Same thing for Richel Serres (company makes greenhouses). It sold a major subsidiary last year, thus boosting the net result, but not the operational result, or Interparfums (perfume maker ; current operational result 58 m€ vs 213 m€ for Stockopedia ; the difference is due to an exceptionnal settlement after the termination of a contract/licence with Burberry).
I was NOT
surprised NOT to see CIFE (ticker INFE) high in the list. The company has
roughly double the cash reported by stockopedia, but it’s hidden in the
non-current assets (see my old article here), and a stock screener can’t know
that.
However I don't want to make the impression that the database is flawed. For the other companies I checked, the numbers were correct and up to date.
Other features
Of course you can build a much more elaborate screen,
blending price/value indicators (earnings yield,…) vs “quality” indicators
(whatever that means for you : high ROE, ROA, ROCE or operating margin or net
margin, or FCF yield, just to name a few).
Stockopedia has a built-in pretty
elaborate ranking engine. As I said previously you can always use this as a
template and build your own. Here’s a screen shot :
I own a lot of shares of companies in this list (Infotel, Gerard Perrier, Linedata, Neurones, MFC, ) and have seriously looked at most of them as possible
buy candidates (LSS, PUS, LCO,...), so from my point of view (meaning my own buying criteria) , I find the results rather impressive.

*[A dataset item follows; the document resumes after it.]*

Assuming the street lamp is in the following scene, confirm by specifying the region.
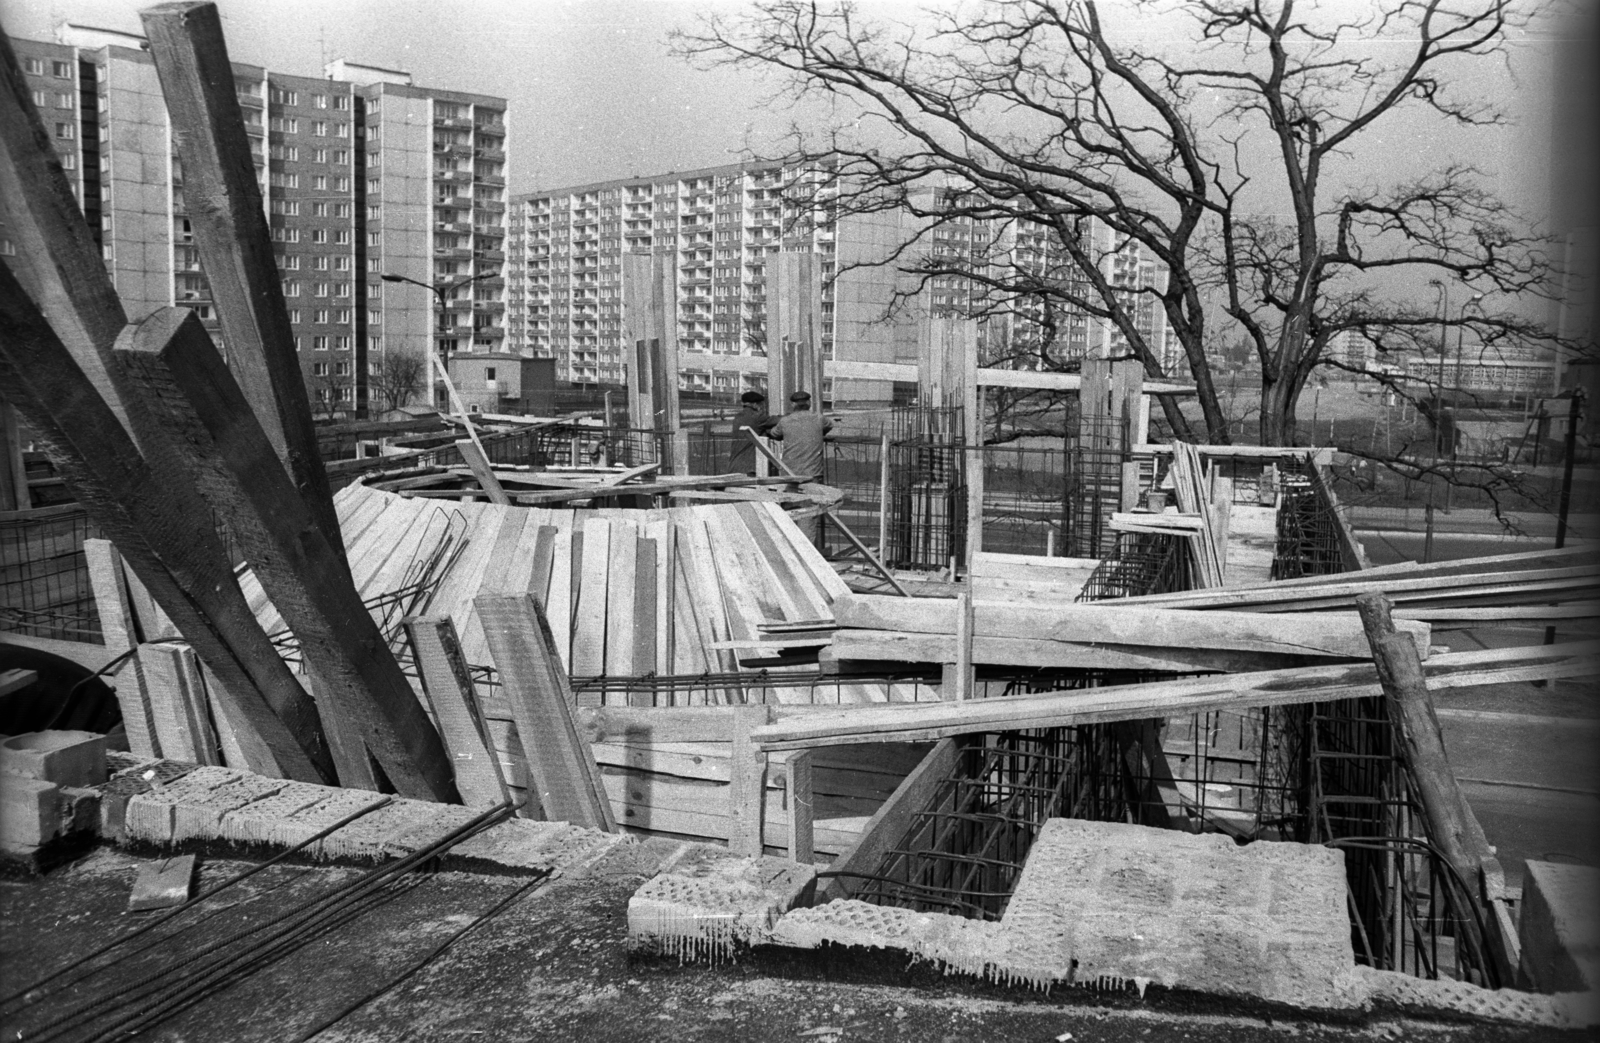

I'm also surprised by the large number of companies on this list in the Computing Services Sector (INF, LCO, OSA, SOP, NRO) ; I don't know if it's the result of an actual undervaluation or the result of the choice of screening criteria.
I know that there's a sizeable difference between operational and net result for these companies because of taxation issues (specific to these companies that pay lots of salaries but with little supplies/raw material costs), so some careful double checking is needed here.
Conclusion
To sum it
up I think the screener is a very useful tool that gives you a solid list to
narrow the choices and start digging deeper.
I've also been impressed by the reactivity of the Stockopedia team to answer requests and fix bugs.
I wouldn’t
rely on the screener results alone to make the decision to invest, and I don’t
think it is Stockopedia goal either but it’s a tremendously time-saving tool.
I think
also this is very useful when trying to expand your investment horizon outside
your home market. I remember a Buffet article / interview saying that at the
beginning of his career he started looking at all the US stocks one
by one alphabetically. I doubt I would have the patience and available time to
apply this method for the UK
or German stock markets, which are pretty large.